Il convient pour apprécier, d’office ou en cas de contestation, le montant contractuellement prévu de l’indemnité, de se référer à l’économie globale du contrat et à son équilibre, ainsi qu’à son application, et notamment au montant du crédit, à la durée d’exécution du contrat, au bénéfice déjà retiré par le prêteur, au taux pratiqué et au pourcentage fixé pour l’indemnité.
En l’espèce, compte tenu du montant et de la durée du prêt et des règlements déjà intervenus, l’indemnité contractuelle de 8 % apparaît manifestement excessive au regard du bénéfice déjà retiré par le prêteur. Elle doit être réduite à la somme de 250 euros qui portera intérêts au taux légal à compter du présent arrêt jusqu’à parfait paiement.
Le jugement déféré est infirmé de ces chefs.
Sur les délais de paiement
Si la société Creatis demande l’infirmation du chef du jugement ayant accordé des délais de paiement à Mme [Y], force est de constater qu’elle ne fait valoir aucune prétention ni aucun moyen à ce titre, de sorte qu’en application de l’article 954 alinéa 3 et 562 du code de procédure civile, la cour ne peut que confirmer ce chef du jugement (2e civ., 4 février 2021, pourvoi n° 19-23.615).
Sur les dépens et l’article 700 du code de procédure civile
Mme [Y], partie perdante, est condamnée aux dépens d’appel.
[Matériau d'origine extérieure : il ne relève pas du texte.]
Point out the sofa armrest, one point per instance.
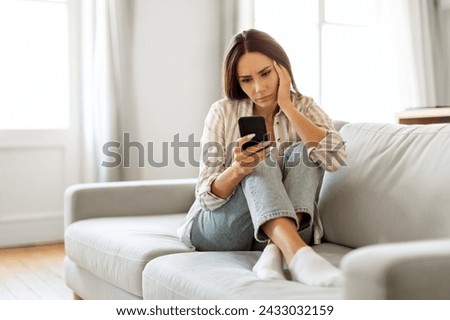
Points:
(128, 198)
(411, 270)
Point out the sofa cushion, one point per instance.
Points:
(394, 187)
(117, 249)
(227, 275)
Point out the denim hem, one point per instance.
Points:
(260, 236)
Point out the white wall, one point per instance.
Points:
(176, 55)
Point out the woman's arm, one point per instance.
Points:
(307, 130)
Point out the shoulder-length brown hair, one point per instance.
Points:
(251, 40)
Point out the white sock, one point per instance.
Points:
(270, 264)
(311, 269)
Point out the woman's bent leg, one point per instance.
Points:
(228, 228)
(302, 179)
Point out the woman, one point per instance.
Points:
(243, 199)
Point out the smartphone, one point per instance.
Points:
(253, 124)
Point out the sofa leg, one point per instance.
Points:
(76, 297)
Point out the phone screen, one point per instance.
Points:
(253, 124)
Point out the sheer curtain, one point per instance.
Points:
(237, 15)
(105, 64)
(418, 39)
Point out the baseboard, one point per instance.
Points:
(31, 229)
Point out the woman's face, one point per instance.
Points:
(258, 79)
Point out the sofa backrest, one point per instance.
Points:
(395, 187)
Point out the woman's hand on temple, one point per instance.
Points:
(284, 86)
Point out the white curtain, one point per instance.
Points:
(237, 15)
(105, 62)
(417, 38)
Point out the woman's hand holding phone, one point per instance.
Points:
(245, 160)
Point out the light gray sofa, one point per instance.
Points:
(386, 217)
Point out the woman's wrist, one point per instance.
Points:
(237, 171)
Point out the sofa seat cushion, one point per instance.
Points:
(393, 188)
(117, 249)
(227, 275)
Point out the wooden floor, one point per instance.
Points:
(33, 273)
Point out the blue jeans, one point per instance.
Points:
(272, 190)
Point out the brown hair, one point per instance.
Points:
(251, 40)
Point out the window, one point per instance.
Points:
(338, 52)
(34, 77)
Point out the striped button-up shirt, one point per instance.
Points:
(219, 137)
En équité, il n’y a pas lieu de condamner Mme [Y] sur le fondement de l’article 700 du code de procédure civile au titre des frais irrépétibles d’appel de la société Creatis, les dispositions du jugement déféré relatives aux frais irrépétibles étant par ailleurs confirmées.
PAR CES MOTIFS
La cour,
Statuant par arrêt rendu par défaut et rendu par mise à disposition au greffe,
Confirme le jugement déféré en ses dispositions dévolues à la cour sauf en ce qu’il a prononcé la déchéance du droit aux intérêts de la S.A Creatis et condamné Mme [U] [Y] à lui payer la somme de 27 896,96 euros sans intérêts même au taux légal ;
Statuant à nouveau et y ajoutant,
Condamne Mme [U] [Y] à payer à la S.A Creatis la somme de 36 902,87 euros avec intérêts au taux contractuel de 4,5% à compter du 22 avril 2024, outre la somme de 250 euros au titre de l’indemnité de résiliation assortie des intérêts au taux légal à compter du présent arrêt ;
Déboute la S.A Creatis de sa demande au titre de l’article 700 du code de procédure civile ;
Condamne Mme [U] [Y] aux dépens d’appel.
— prononcé publiquement par mise à disposition de l’arrêt au greffe de la cour, les parties en ayant été préalablement avisées dans les conditions prévues au deuxième alinéa de l’article 450 du code de procédure civile.
— signé par Monsieur Philippe JAVELAS, Président et par Madame Bénédicte NISI, Greffière, auquel la minute de la décision a été remise par le magistrat signataire.